Abstract: Despite significant advances in interpretable machine learning in recent years, many ML models---especially deep networks---to understand and control. One promising new direction in interpretable deep learning aims to understand models by understanding their learned features and internal representation. This tutorial will survey state-of-the-art techniques for feature-level interpretability, with a focus on vision and language processing applications. We'll learn how to automatically discover and describe the function of individual neurons within deep networks, and use these descriptions to identify model failures and improve their robustness. This tutorial is targeted at learners who have experience with neural network model and are interested in gaining a deeper understanding of how they work.
Module 1: Visualizing and describing learned features. Learn about current techniques for automatically annotating neurons in deep networks with descriptions of their behavior.
Module 2: Extensions. Learn how to extend the technique from module one to describe other aspects of model behavior (e.g. directions in representation space rather than individual neurons) and generate more detailed feature descriptions.
Module 3: Applications. Learn how to use neuron labels to identify sources of bias and unreliability in trained models, and explore techniques for using labels to improve models after they have been trained.

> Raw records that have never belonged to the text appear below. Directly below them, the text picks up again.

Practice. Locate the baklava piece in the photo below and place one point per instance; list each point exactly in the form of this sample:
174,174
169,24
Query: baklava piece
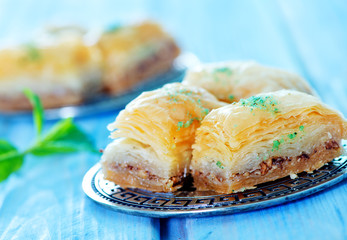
264,138
134,53
231,81
153,137
62,72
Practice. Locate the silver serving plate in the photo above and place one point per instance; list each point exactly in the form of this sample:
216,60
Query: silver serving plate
198,204
104,103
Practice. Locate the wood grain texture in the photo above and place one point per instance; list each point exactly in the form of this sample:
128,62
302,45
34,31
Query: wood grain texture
44,200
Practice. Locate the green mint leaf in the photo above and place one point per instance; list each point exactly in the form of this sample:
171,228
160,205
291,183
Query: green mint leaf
38,115
64,137
10,159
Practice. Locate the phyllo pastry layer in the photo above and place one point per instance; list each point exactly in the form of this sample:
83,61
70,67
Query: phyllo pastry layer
134,53
62,72
263,138
231,81
153,137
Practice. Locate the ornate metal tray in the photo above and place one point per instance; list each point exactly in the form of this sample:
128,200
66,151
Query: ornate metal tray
104,103
197,204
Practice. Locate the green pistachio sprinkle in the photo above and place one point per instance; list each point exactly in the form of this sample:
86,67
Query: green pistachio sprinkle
266,103
231,97
219,164
113,28
224,70
205,111
276,145
179,125
292,135
33,53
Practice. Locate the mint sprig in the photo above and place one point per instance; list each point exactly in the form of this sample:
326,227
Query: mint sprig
64,137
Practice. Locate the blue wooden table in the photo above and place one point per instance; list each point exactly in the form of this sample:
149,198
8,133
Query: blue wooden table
44,200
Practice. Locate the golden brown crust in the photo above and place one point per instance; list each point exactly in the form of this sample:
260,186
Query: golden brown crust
20,102
269,170
159,62
129,176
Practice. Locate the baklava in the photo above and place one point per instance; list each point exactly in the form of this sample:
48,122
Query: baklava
231,81
62,72
69,65
154,136
134,53
264,138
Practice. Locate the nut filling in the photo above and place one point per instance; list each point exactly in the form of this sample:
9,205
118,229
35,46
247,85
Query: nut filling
274,163
142,174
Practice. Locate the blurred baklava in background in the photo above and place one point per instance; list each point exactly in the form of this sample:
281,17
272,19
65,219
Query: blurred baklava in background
64,68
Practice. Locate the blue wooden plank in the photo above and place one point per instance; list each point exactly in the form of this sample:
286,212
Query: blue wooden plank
323,215
319,30
45,199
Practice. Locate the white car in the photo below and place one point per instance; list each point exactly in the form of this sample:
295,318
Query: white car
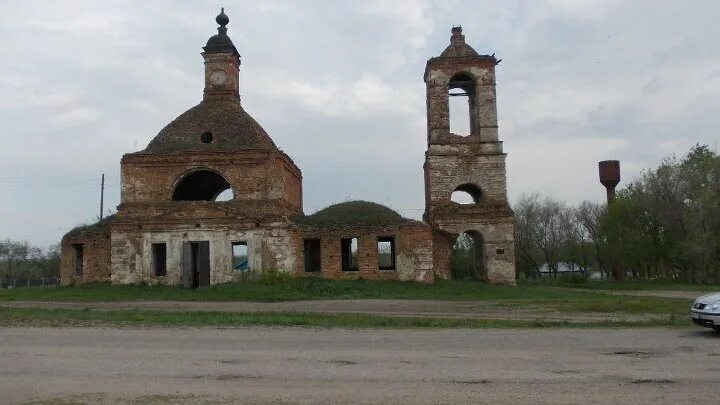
706,311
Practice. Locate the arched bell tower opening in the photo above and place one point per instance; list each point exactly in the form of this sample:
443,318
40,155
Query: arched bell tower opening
465,176
467,194
202,185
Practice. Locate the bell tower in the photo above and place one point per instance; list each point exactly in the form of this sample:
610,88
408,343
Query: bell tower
222,63
473,164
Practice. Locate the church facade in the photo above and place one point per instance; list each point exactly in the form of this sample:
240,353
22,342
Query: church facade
172,226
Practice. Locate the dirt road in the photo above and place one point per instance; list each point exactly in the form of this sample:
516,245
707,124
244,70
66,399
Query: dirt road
288,365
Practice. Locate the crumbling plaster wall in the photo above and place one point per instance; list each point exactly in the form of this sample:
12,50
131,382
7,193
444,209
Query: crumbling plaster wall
413,252
478,159
252,175
96,258
132,257
438,74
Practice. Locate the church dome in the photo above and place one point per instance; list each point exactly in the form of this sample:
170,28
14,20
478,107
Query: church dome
219,125
354,213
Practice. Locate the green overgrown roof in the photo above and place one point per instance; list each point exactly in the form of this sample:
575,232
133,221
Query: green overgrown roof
354,213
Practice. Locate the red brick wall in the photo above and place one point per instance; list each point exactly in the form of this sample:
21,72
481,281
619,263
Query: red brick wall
96,258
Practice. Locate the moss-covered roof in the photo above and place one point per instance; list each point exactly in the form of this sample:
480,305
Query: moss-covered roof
98,227
354,213
212,126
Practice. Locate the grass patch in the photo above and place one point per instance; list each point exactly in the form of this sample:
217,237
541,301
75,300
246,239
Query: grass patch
626,285
533,297
141,318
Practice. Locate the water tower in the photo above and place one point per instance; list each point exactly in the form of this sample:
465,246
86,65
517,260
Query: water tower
609,177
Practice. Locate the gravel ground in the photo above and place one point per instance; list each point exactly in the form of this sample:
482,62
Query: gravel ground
294,365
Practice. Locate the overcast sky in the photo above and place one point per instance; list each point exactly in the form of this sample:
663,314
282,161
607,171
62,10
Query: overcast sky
338,86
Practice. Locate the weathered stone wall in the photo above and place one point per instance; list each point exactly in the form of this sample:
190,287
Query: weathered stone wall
452,161
413,252
252,175
96,257
268,247
445,173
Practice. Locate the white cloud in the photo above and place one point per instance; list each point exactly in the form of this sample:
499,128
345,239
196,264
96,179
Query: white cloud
77,116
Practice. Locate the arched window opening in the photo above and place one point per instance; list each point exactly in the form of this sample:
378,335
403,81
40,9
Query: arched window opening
202,185
468,257
226,195
461,95
467,194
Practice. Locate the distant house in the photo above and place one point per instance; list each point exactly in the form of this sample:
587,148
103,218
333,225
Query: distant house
563,268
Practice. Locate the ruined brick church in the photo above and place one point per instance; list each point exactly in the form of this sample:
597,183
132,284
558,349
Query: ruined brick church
172,228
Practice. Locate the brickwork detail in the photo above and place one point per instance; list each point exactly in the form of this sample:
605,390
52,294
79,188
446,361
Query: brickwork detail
168,193
452,161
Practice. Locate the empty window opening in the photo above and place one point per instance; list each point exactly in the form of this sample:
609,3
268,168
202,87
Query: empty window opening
226,195
79,258
386,253
349,254
312,255
461,104
468,258
159,259
467,194
202,185
206,137
240,256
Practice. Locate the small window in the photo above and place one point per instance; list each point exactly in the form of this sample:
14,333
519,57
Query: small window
240,256
206,137
160,259
386,253
312,255
467,194
349,254
79,258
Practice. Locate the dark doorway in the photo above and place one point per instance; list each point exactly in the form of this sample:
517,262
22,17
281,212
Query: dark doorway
202,185
196,264
468,258
312,255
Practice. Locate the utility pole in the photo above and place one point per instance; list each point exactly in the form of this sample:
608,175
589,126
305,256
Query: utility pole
102,193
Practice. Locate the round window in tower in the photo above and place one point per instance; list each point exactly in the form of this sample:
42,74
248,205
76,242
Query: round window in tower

Familiarity with deep learning basics.
Bio: Jacob Andreas is the X Consortium Assistant Professor at MIT. His research aims to build intelligent systems that can communicate effectively using language and learn from human guidance. Jacob earned his Ph.D. from UC Berkeley, his M.Phil. from Cambridge (where he studied as a Churchill scholar) and his B.S. from Columbia. As a researcher at Microsoft Semantic Machines, he founded the language generation team and helped develop core pieces of the technology that powers conversational interaction in Microsoft Outlook. He has been the recipient of Samsung's AI Researcher of the Year award, MIT's Kolokotrones teaching award, and paper awards at NAACL and ICML.